In January 1919, a prominent Danish physician named Carl Julius Salomonsen began a series of public lectures, “Infectious Mental Disorders Then and Now, With Special Reference to Recent Artistic Directions.” By “recent artistic directions,” Salomonsen meant the rise of Cubism, Expressionism, and Fauvism among young painters, as well as the growing number of experimental stories and poems in the leading newspapers—in short, the sudden resurgence of the avant-garde. The elderly scientist claimed that his country’s bohemians weren’t just misguided but suffering from a deadly condition called dysmorphia, which left them unable to distinguish between beauty and pure trash.

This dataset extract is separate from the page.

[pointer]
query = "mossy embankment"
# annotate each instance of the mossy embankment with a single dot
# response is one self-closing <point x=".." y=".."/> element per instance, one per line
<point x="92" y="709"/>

To some of Denmark’s elites, the flourishing of Modernism felt like a plague, as dangerous as the World War that had just ravaged Europe. One can only assume what they thought of Tom Kristensen’s 1930 novel Havoc, newly reissued by NYRB Classics in Carl Malmberg’s English translation. Set mostly in the literary circles of 1920s Copenhagen, the book abounds in descriptions of diseases. Alcoholism threatens to obliterate the book’s main character unless venereal disease claims him first, and the metaphorical diseases of nihilism and masochism seem to afflict all of postwar Denmark.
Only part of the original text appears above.